UWI, Mona To Host Rastafari Studies Conference and General Assembly

50th Anniversary of the Coral Gardens Massacre
Rastafari, Coral Gardens and African Redemption: Issues Challenges and Opportunities Commemorating the 50th Anniversary of the Coral Gardens Massacre.

University of the West Indies, Mona Campus and the Rastafari Community August 13 – 16, 2013

The second Rastafari Studies Conference will be hosted by the Rastafari Studies Unit and the Institute of Caribbean Studies in association with the Office of the Principal, UWI (Mona) and the Rastafari Consultation Committee from August 13 – 16, 2013. The conference will be sited on the Mona Campus of the University of the West Indies and in the general Rastafari Community at venues to be announced. 

The theme for this year’s conference reads Rastafari, Coral Gardens and the African Redemption: Issues Challenges and Opportunities. All are invited to participate.

 Presentations will be seen from members of the Rastafari community, the creative sector, scholars, researchers and students. The programme will include lectures, panels, discussions, exhibitions, audio-visual and cultural presentations as well as groundings off-campus in Rastafari spaces.

The conference will seek to highlight, address and explore this issue along with other common themes such as repatriation and Africa, herb (ganja), Rastafari livity, Rasta as a global phenomenon in a changing world, and efforts to organize and centralize the community. 

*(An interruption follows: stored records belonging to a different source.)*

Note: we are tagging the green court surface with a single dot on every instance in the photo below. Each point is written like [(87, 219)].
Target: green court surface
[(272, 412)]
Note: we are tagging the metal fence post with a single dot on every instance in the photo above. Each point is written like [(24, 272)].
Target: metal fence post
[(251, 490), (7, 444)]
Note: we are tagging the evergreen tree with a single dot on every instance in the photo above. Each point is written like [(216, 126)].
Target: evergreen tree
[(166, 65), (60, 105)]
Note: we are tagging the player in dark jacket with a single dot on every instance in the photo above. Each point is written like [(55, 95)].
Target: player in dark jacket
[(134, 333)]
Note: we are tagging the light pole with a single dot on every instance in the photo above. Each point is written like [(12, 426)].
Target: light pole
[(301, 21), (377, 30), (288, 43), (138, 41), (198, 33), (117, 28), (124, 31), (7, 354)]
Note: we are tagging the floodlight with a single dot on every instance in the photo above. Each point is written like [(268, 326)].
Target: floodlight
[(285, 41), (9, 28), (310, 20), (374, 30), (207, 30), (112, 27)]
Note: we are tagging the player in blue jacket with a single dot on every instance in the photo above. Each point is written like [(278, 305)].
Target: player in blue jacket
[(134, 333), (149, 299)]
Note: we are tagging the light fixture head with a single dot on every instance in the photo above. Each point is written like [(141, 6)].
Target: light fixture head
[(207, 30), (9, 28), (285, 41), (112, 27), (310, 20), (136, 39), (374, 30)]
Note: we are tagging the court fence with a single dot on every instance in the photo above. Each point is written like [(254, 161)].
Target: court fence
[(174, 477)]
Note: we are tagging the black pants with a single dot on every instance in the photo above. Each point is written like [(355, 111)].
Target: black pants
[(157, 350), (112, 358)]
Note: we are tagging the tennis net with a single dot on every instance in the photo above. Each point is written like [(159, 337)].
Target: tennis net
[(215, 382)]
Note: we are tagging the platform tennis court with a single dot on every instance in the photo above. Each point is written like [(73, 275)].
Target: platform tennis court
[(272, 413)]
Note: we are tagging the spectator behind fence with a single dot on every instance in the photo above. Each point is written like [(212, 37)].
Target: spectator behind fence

The first conference hosted in 2010 commemorated two important anniversaries; the 50th anniversary of the publication of the “Report on the Rastafari Movement in Kingston, Jamaica” and the inception of the Rastafari movement itself in 1930. This year’s conference will emerge to memorialize the 50th anniversary of the Coral Gardens Massacre. The events of Holy Thursday April 1963 resulted in the persecution and imprisonment of many adherents of the Rastafari faith and crackdown on the Movement island-wide. Many surviving victims still seek restitution from the Jamaican government for this day, a cry for justice that has largely gone unanswered.